One thing is that I am less willing to put off an immediate desire to that elusive and future “someday.” If I want buckwheat pancakes with blueberry compote for dinner, “someday” is now. And since I had the foresight to stock up on buckwheat flour well before the pandemic, it is also something I am prepared to make. And if I don’t have any blueberries, I can make an apple-based compote instead.
One immediate desire I decided to indulge was crocheting a great granny square blanket to give as a gift to a baby born in the middle of the pandemic. Her parents live in a city where COVID-19 deaths were surging at the time she arrived, and there was an added layer of concern when she came a full month early.
She was in the hospital almost three weeks before she was allowed to go home, and it was a reminder than even the lives of the very young can be cut short, and if I wanted to make her a blanket, now was as good a time to start as any.
Living the Sears & Roebuck Life
The pre-pandemic world sometimes felt as if “tomorrow” were a quaint and old-fashioned notion — one that had been replaced with a “get that for me yesterday” mindset.
Being impatient was socially acceptable, even encouraged. If you were important, you didn’t have time to waste, that was someone else’s job.
If the pandemic hasn’t exactly put that kind of thinking to rest, it certainly has made it take a long nap.
When I set out to make the blanket, I knew I wanted it to have an orange flair, but my yarn stash was what could be termed “orange deficient,” so I had to order more orange yarns. And then I had to wait for them to arrive.

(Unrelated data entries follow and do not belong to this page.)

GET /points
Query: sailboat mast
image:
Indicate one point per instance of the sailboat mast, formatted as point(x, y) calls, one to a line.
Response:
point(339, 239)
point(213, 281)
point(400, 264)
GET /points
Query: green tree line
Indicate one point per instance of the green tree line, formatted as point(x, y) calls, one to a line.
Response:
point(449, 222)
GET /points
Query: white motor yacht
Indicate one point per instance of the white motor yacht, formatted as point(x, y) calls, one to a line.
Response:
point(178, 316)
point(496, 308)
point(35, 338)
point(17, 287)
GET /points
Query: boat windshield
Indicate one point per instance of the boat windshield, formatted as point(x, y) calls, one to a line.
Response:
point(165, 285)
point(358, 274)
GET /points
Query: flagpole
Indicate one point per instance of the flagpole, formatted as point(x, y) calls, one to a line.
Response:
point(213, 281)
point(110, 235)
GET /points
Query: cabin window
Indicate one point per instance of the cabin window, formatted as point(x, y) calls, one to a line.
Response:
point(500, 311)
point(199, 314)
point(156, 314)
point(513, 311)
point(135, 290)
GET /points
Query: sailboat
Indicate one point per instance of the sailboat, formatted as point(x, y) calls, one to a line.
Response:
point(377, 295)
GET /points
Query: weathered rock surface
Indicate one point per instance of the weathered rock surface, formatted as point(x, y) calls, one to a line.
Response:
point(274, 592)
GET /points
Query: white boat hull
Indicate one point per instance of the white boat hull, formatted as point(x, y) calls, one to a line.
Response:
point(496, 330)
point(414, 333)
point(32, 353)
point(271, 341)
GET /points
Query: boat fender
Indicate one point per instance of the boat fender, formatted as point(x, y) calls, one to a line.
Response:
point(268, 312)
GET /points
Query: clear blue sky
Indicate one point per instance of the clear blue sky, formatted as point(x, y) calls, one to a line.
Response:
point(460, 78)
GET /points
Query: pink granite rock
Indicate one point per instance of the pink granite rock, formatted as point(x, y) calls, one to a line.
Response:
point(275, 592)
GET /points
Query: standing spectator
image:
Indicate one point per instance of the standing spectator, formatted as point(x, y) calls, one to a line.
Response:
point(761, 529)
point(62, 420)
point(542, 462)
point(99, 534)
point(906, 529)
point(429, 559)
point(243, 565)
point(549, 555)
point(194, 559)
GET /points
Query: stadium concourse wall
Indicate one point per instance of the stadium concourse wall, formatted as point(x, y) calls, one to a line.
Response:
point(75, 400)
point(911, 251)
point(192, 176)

As I compared the options at different online yarn retailers, I felt much as I had when I was a child poring over the weighty Sears & Roebuck Christmas catalog, imagining a life with the things in the “Wish Book.” After hours and hours of looking, an order would be placed by mailing in a form and then another phase of the waiting would begin.
Sears is no longer the retail behemoth that it was, and the retailers than have filled that void have improved on the delivery times of products but the pandemic set limits that I had not had to observe since I was a child.
Because no single online retailer had all of the color options I wanted to explore, I would place an order with one retailer, wait for the yarn, and then see how the colors worked out. Then the process would repeat.
Eventually, I had enough suitable orange yarns to create the effect I wanted, and today, after two months of inching along, the blanket is finally done:

What I have learned over the months since the pandemic was declared is that what you do and don’t get done during a pandemic looks an awful lot like what you do and don’t get done when there isn’t a pandemic.
I have also learned that when it comes to filling out your pandemic chore bingo card, it helps to choose things you want to do.